The Housing, Communities and Local Government Committee has criticised the Government’s Waste Strategy as ‘overly prescriptive’.
The strategy sets out how many recycling bins are needed, the frequency of food and residual waste collections, and requires mandatory free garden waste collection.
In a letter to the under-secretary of state for local government, Rishi Sunak, the committee argued that these requirements are not appropriate for all councils.
Local authorities should retain ‘as much flexibility as possible’ to determine the most effective waste collection strategies for their communities, the letter said.
It also asked for clarity on the funding pledged to support the extra demands placed on local authorities.
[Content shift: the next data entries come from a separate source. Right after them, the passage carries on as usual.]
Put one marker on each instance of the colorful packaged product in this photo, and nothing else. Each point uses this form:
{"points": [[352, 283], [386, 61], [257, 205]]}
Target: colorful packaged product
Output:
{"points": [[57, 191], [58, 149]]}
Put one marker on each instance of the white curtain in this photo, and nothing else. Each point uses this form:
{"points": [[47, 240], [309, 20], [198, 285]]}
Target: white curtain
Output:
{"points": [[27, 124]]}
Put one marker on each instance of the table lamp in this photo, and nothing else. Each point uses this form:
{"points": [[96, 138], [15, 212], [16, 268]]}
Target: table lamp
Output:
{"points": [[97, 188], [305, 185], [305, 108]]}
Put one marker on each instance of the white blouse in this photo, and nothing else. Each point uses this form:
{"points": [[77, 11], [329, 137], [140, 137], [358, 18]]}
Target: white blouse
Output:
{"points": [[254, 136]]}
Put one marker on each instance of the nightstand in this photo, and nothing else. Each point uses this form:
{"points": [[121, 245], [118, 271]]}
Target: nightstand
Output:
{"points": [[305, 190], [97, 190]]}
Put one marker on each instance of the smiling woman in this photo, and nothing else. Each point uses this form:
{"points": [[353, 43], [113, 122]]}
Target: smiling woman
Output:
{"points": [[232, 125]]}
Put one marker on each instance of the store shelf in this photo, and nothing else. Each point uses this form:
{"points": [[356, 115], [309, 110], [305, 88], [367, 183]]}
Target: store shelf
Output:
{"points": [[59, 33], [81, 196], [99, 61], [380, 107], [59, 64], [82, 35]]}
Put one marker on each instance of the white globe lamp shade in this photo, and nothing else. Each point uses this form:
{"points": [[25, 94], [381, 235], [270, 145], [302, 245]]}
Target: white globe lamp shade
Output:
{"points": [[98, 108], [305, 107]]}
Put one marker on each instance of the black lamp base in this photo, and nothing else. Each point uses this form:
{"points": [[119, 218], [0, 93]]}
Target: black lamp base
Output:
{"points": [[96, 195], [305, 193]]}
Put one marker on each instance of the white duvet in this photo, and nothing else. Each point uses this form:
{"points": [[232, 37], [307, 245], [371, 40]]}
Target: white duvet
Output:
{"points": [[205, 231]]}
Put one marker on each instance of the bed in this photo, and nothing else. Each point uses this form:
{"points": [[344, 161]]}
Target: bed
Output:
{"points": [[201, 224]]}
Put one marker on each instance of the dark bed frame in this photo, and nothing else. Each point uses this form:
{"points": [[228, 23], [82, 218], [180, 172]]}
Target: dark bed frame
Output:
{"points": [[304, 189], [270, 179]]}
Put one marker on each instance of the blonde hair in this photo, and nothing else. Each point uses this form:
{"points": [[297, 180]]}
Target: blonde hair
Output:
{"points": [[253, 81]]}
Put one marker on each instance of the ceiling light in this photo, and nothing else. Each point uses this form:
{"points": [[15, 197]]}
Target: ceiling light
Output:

Chair of the Housing, Communities and Local Government Committee, Clive Betts said: ‘In determining how often waste should be collected, the number of recycling bins or what services should be charged for, the Government appears to have forgotten that what works in rural areas may not be suitable for cities.
‘Local authorities understand what the challenges are in their areas and should be given the freedom to tailor their approach to meet them.’
‘Equally, the Government must ensure that the funding is there that will allow local authorities to rise to the challenge,’ he continued.
‘It will require significant investment to improve recycling infrastructure, and ongoing waste management costs arising from the Government’s proposals will be higher.
‘The Government has indicated it will provide more funding, but they must demonstrate that this will be adequate in the long-term. Local authorities are already struggling, they cannot be expected to shoulder further burden without extra resourcing.’